噴水広場での騒動から、だいぶ時間が経ってしまった。配達は今日中に、なので大丈夫だけど。早く渡してあげたい。
「ルカの店は、アクセサリーなどを扱っているのか」
配達が終わり、アラン様が話しかけてきた。
銀の指輪を配達した家では、本当に喜んでくれた。
このような、お客様が僕の作った物で喜んでくれるのが嬉しい。
「そうです。小さなお店、ですけど」
そのあと何件か配達をして、終えた。
いつの間にか夕方になっていて、街の人達は家路を急いていた。
配達の時、アラン様は目立たないように離れていてくれた。配達先に、英雄騎士様がいきなり来たらびっくりするだろう。
クスっと笑みがこぼれる。
「家まで送ろう」
英雄騎士様は、真面目で優しい人だ。偉い人なのに偉ぶらず、平民や獣人とか差別をしないでくれる。
「……ありがとう御座います」
遠慮しても、危険だと思ったのか身を守ろうとしてくれる。頼りがいがあり、さすがは英雄騎士様だなと思った。

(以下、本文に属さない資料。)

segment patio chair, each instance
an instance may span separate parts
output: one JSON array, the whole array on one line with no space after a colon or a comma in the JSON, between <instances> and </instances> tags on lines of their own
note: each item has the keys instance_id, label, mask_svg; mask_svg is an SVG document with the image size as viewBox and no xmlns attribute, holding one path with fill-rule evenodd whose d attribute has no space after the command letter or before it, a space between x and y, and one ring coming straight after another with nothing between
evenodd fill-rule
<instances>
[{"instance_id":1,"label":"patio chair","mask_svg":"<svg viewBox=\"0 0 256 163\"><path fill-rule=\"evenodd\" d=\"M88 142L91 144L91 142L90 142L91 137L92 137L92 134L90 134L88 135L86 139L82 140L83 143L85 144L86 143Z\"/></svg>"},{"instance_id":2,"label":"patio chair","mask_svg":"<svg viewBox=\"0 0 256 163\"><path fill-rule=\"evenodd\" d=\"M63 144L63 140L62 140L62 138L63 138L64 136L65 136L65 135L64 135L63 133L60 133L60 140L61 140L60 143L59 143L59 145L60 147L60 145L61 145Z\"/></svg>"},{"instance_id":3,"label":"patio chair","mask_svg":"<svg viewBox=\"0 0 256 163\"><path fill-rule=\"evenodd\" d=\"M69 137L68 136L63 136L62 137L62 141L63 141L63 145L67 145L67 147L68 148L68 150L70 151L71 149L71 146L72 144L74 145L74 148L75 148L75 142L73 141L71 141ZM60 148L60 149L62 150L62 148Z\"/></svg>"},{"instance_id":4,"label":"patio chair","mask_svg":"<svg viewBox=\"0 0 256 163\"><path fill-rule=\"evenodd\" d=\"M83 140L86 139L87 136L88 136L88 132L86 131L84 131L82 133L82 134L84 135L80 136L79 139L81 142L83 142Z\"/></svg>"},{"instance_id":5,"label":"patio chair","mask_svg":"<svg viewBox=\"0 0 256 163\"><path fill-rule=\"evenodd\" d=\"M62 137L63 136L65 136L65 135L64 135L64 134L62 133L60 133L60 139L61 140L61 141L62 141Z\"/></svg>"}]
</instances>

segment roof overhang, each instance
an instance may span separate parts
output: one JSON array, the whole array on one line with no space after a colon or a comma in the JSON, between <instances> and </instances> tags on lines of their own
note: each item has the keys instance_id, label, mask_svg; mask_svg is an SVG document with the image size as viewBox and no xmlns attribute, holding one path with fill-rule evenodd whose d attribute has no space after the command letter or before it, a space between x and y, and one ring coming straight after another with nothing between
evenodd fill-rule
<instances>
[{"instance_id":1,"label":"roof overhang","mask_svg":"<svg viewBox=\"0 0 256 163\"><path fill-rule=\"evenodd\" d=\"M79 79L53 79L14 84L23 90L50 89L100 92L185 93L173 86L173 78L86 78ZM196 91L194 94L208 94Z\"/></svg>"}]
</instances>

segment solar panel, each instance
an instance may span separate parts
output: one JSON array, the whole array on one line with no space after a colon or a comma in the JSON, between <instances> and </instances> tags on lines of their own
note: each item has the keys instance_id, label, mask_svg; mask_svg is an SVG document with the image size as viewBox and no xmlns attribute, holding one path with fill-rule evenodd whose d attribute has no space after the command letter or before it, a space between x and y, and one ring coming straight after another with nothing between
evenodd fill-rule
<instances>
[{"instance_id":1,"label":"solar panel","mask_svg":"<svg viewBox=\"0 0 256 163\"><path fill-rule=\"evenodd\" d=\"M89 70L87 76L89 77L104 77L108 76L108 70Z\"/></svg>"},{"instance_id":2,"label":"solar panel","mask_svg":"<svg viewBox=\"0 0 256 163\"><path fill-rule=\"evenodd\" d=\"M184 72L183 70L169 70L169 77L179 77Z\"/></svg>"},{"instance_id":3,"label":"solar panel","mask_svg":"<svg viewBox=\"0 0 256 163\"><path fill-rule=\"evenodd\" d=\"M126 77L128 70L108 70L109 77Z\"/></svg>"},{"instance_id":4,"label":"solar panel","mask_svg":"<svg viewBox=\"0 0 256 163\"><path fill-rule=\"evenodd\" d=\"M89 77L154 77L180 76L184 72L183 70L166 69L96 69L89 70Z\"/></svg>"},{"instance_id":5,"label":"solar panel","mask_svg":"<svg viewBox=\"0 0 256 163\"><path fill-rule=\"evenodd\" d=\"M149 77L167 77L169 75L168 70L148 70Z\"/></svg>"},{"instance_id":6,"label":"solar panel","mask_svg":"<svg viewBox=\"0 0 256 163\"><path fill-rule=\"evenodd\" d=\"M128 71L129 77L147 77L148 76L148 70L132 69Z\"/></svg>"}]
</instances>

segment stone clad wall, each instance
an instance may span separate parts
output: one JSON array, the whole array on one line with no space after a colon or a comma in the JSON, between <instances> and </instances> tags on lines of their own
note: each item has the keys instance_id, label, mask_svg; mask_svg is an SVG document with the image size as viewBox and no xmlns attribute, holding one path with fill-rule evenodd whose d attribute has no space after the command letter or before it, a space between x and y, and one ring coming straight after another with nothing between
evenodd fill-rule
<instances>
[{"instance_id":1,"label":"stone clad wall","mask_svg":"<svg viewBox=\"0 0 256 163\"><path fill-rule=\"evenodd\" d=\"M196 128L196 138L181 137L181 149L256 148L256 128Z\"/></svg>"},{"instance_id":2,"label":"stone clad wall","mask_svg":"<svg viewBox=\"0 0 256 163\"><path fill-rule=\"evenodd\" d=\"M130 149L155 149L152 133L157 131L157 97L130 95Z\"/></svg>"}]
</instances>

しばらく他愛のない話をしながら歩いた。今日は商店街をかなり歩いて、そして走った。
喉もかなり乾いている。家に帰ったらお茶を飲もう。
住居とお店の僕の小さなお城に着いた。
「猫の目。可愛い名前だな」
可愛いと褒めてくれた。
「ありがとう御座います」
『お店の名前は、あなたの下さった猫の顔のクッキーなのです』
いつか伝えたい。あの日のお礼と一緒に。
「では、失礼する」
お店の扉の鍵を開けて開いた。英雄騎士様はそれを見届けて帰ろうとした。
「あ! 待って下さい。お茶でも飲んでいきませんか?」
僕はお礼に、お茶をご馳走することにした。